Espace De Discussion Et Débat  Forum Index
 
 
 
Espace De Discussion Et Débat  Forum IndexFAQSearchRegisterLog in

Canibalisme

 
Post new topic   Reply to topic    Espace De Discussion Et Débat Forum Index -> La Culture Generale -> Histoire!!
Previous topic :: Next topic  
Author Message
Monalisa
Administrateur
Administrateur

Offline

Joined: 23 Jul 2007
Posts: 613
Sexe: Féminin
Point(s): 630
Moyenne de points: 1.03

PostPosted: Tue 28 Aug 2007 - 18:08    Post subject: Canibalisme Reply with quote

CANNIBALISME

il m'a semblé interressant de connaitre certaines coutumes désavouées de notre société
j'ai tou d'abord concentré mes recherches sur l'origine anthropologique puis avec le temps jusqu'à notre société



L'anthropophagie au paléolithique

Le cannibalisme, une pratique humaine difficilement acceptable
La découverte des premiers indices d’anthropophagie a déclenché de vives polémiques.

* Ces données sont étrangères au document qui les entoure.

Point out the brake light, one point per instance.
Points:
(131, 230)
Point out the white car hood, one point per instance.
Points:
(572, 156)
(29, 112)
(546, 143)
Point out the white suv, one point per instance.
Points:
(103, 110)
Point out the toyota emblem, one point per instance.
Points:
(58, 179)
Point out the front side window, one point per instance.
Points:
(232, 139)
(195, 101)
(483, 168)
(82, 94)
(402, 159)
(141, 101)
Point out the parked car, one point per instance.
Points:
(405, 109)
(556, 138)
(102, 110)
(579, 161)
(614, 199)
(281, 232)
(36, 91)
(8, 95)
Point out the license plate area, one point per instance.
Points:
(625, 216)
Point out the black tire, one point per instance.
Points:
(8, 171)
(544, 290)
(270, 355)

Certains préhistoriens rejetaient d’emblée, par principe, des ancêtres aussi horribles, tandis que d’autres se laissaient volontiers séduire par une ascendance dramatique qui avait, en outre, l’avantage de faire d’eux des parangons de la civilisation. Les passions se sont maintenant apaisées, de nouvelles découvertes archéologiques ont été faites, en même temps les données ethnologiques se sont élargies au point de fournir un contexte significatif. Le moment d’un réexamen dépassionné de la question est venu.
Des traces d'anthropophagie sur différents sites

Les faits archéologiques sans être très nombreux constituent néanmoins un ensemble non négligeable, ils peuvent se classer en indices forts et faibles.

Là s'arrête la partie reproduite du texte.